運動の習慣化は,心身機能や歩行能力の向上,さらに心疾患・脳血管障害の発症予防,死亡率の低下,Quality of life(QOL)の向上に大きく貢献する。そのため定期的な運動を国民は推奨されている。しかし現在の国民の運動習慣者は目標値よりも低い状態であり,理学療法士も予防的観点から今後さらに国民の運動習慣化を促し,健康寿命の延長を促していく必要がある。運動習慣化と関係があるものとして,身体機能や精神機能など様々な要因が考えられるが,近年運動の好き嫌い(運動感情)が考えられている。運動が好き,つまり運動感情が高いと身体活動量が高くなると言われており,運動習慣へ影響を与える可能性が考えられる。

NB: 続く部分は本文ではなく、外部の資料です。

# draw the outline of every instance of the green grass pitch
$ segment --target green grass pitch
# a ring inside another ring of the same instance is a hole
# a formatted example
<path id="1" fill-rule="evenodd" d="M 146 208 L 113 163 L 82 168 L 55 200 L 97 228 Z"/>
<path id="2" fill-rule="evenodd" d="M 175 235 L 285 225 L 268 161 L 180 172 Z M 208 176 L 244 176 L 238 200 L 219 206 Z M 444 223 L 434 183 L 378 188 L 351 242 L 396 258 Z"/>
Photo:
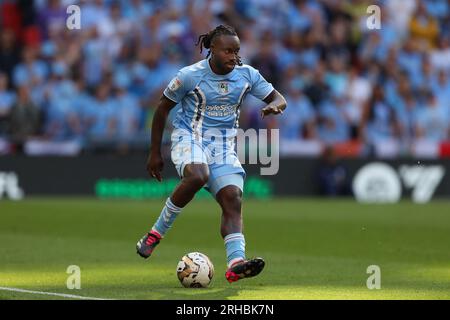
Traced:
<path id="1" fill-rule="evenodd" d="M 0 287 L 112 299 L 450 299 L 450 202 L 361 205 L 353 200 L 244 200 L 255 278 L 229 284 L 214 201 L 195 200 L 144 260 L 137 240 L 163 200 L 31 198 L 0 202 Z M 187 252 L 208 255 L 215 277 L 186 289 L 176 277 Z M 81 289 L 66 287 L 69 265 Z M 370 265 L 381 289 L 369 290 Z M 63 299 L 0 290 L 0 299 Z"/>

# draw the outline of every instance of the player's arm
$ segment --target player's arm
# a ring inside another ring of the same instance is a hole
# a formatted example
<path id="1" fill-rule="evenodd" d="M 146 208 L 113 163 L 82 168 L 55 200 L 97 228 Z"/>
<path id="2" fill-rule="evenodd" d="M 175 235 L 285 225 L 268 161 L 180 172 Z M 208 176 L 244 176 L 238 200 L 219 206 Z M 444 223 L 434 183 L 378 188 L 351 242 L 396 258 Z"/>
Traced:
<path id="1" fill-rule="evenodd" d="M 263 101 L 267 106 L 261 109 L 262 118 L 269 114 L 282 114 L 287 107 L 286 99 L 275 89 Z"/>
<path id="2" fill-rule="evenodd" d="M 175 106 L 176 103 L 174 101 L 170 100 L 165 95 L 161 95 L 155 115 L 153 116 L 147 171 L 152 177 L 158 179 L 158 181 L 162 181 L 161 171 L 164 166 L 161 155 L 161 141 L 164 133 L 164 127 L 166 125 L 166 120 L 170 110 L 172 110 Z"/>

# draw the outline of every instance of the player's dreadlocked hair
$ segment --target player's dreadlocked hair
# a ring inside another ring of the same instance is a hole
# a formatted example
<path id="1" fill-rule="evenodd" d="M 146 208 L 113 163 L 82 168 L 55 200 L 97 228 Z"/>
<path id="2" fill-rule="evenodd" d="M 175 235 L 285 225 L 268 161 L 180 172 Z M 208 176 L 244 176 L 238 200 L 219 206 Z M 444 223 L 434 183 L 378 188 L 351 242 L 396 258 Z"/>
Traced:
<path id="1" fill-rule="evenodd" d="M 211 43 L 214 40 L 215 37 L 218 36 L 237 36 L 236 31 L 233 27 L 225 26 L 223 24 L 217 26 L 215 29 L 211 30 L 208 33 L 202 34 L 198 37 L 198 41 L 195 44 L 196 46 L 200 45 L 200 53 L 202 53 L 203 48 L 209 49 L 211 47 Z M 211 50 L 209 50 L 208 54 L 206 55 L 206 58 L 208 58 L 211 55 Z M 242 66 L 241 57 L 237 56 L 237 64 L 239 66 Z"/>

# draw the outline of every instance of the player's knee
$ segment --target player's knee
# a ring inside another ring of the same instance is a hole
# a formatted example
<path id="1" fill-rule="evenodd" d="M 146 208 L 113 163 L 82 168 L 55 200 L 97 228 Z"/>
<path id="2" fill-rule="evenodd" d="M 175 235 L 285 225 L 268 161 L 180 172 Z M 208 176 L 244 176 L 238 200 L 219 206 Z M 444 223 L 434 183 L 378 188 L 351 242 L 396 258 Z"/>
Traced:
<path id="1" fill-rule="evenodd" d="M 187 165 L 184 169 L 184 173 L 183 180 L 196 189 L 203 187 L 209 179 L 208 167 L 202 164 Z"/>
<path id="2" fill-rule="evenodd" d="M 218 193 L 219 202 L 224 209 L 240 212 L 242 191 L 237 186 L 227 186 Z"/>

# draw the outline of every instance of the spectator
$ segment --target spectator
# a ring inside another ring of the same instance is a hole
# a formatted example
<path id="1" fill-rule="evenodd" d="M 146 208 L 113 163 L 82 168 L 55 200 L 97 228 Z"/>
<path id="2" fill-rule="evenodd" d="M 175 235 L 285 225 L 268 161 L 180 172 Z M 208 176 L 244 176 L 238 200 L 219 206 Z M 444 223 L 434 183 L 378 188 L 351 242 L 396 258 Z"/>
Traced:
<path id="1" fill-rule="evenodd" d="M 416 137 L 430 142 L 449 139 L 449 113 L 432 92 L 426 93 L 424 108 L 416 118 Z"/>
<path id="2" fill-rule="evenodd" d="M 280 70 L 272 43 L 272 35 L 267 33 L 266 38 L 260 44 L 258 54 L 251 59 L 250 64 L 258 69 L 267 81 L 270 81 L 274 86 L 278 86 Z"/>
<path id="3" fill-rule="evenodd" d="M 38 59 L 36 48 L 24 48 L 22 62 L 13 71 L 14 85 L 34 87 L 42 84 L 47 75 L 47 66 L 44 61 Z"/>
<path id="4" fill-rule="evenodd" d="M 305 86 L 304 92 L 311 100 L 311 103 L 318 107 L 330 94 L 330 87 L 325 81 L 326 68 L 320 63 L 314 70 L 312 80 Z"/>
<path id="5" fill-rule="evenodd" d="M 404 39 L 409 34 L 409 22 L 416 10 L 417 2 L 417 0 L 385 1 L 389 21 L 397 30 L 400 39 Z"/>
<path id="6" fill-rule="evenodd" d="M 122 0 L 123 15 L 136 26 L 144 23 L 154 13 L 155 5 L 152 2 L 142 0 Z"/>
<path id="7" fill-rule="evenodd" d="M 114 115 L 117 122 L 117 135 L 125 142 L 138 135 L 142 117 L 138 99 L 126 90 L 128 85 L 126 78 L 115 79 Z"/>
<path id="8" fill-rule="evenodd" d="M 308 97 L 302 93 L 300 79 L 294 79 L 288 89 L 286 101 L 289 108 L 279 119 L 281 139 L 301 140 L 315 138 L 316 115 Z"/>
<path id="9" fill-rule="evenodd" d="M 436 78 L 436 70 L 433 69 L 430 59 L 428 59 L 427 57 L 423 57 L 419 78 L 417 79 L 416 83 L 413 84 L 413 86 L 420 90 L 426 89 L 430 85 L 430 83 L 436 81 Z M 405 76 L 402 80 L 406 80 L 408 81 L 408 83 L 410 82 L 408 76 Z"/>
<path id="10" fill-rule="evenodd" d="M 305 31 L 313 21 L 320 19 L 323 12 L 321 6 L 314 1 L 294 0 L 289 9 L 289 26 L 294 30 Z"/>
<path id="11" fill-rule="evenodd" d="M 423 1 L 417 1 L 416 11 L 409 22 L 409 31 L 411 41 L 417 43 L 421 49 L 435 47 L 439 25 L 437 20 L 427 12 Z"/>
<path id="12" fill-rule="evenodd" d="M 386 102 L 384 90 L 375 87 L 372 97 L 366 104 L 359 128 L 360 137 L 370 144 L 394 139 L 394 110 Z"/>
<path id="13" fill-rule="evenodd" d="M 0 73 L 0 137 L 8 131 L 10 112 L 15 101 L 15 93 L 8 90 L 8 76 Z"/>
<path id="14" fill-rule="evenodd" d="M 319 137 L 326 144 L 345 142 L 351 137 L 346 113 L 347 101 L 342 95 L 334 95 L 319 109 Z"/>
<path id="15" fill-rule="evenodd" d="M 404 146 L 412 143 L 415 124 L 418 121 L 419 105 L 412 91 L 405 92 L 396 103 L 395 117 L 400 141 Z"/>
<path id="16" fill-rule="evenodd" d="M 446 18 L 450 13 L 450 6 L 445 0 L 424 0 L 423 4 L 427 12 L 439 19 Z"/>
<path id="17" fill-rule="evenodd" d="M 441 105 L 447 106 L 450 111 L 450 73 L 440 71 L 437 77 L 431 79 L 429 86 Z"/>
<path id="18" fill-rule="evenodd" d="M 347 87 L 345 88 L 345 96 L 350 100 L 350 103 L 355 107 L 355 115 L 352 117 L 353 122 L 360 123 L 364 105 L 372 94 L 372 86 L 369 80 L 363 77 L 355 67 L 352 67 L 348 72 Z"/>
<path id="19" fill-rule="evenodd" d="M 81 121 L 75 109 L 76 88 L 67 79 L 67 66 L 63 62 L 52 65 L 52 77 L 47 87 L 45 136 L 53 141 L 80 140 Z"/>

そこで本研究の目的は,運動習慣化に運動感情が与える影響を明らかにし,運動習慣化のためには運動感情を考慮した運動指導もしくは環境設定が必要であることを明らかにすることとする。

【方法】



本研究は,後向き調査にて実施し,地域主催のイベント時に調査した項目を解析した。対象者は40歳以上の方185名(平均年齢:61.7歳,男性:41名 女性:144名),同意が得られ質問・評価を受けた方を対象とし解析を実施した。運動習慣化の有無は質問2つから判断し,2つの質問を満たした場合運動の習慣化がされているとみなした。運動感情については「はい」,「いいえ」の2択で答えて頂いた。体組成の評価としてInbody430(Biospase社)を用い,骨格筋量と体脂肪率を評価し用いた。運動感情によって運動好き群と運動嫌い群に分け,運動習慣化への影響と各群での体組成の差を解析した。

統計的解析は,運動習慣化への運動感情の影響をカイ2乗検定にて,体組成の差の検定を対応のないt検定を用いて分析した。また有意水準は危険率5%未満とした。

【結果】



体脂肪率は,運動好き群のほうが低い値を示す傾向が認められた。年齢については,群間で差は認められなかった。運動感情と運動習慣化の間には有意な関係性が認められ,運動好き群は9.4倍,運動習慣化しやすいことが明らかとなった。また運動好き群は,運動嫌い群よりも筋肉量が高い値を認めた。

【結論】



本研究の結果から,運動感情は運動習慣化に影響を与える可能性があることが示唆された。また運動感情により運動習慣化が促されると,筋肉量が高い値を示す可能性も示唆された。以上のことより,運動の習慣化を促すためには,対象者の運動感情を高くするような運動方法や環境設定が必要である。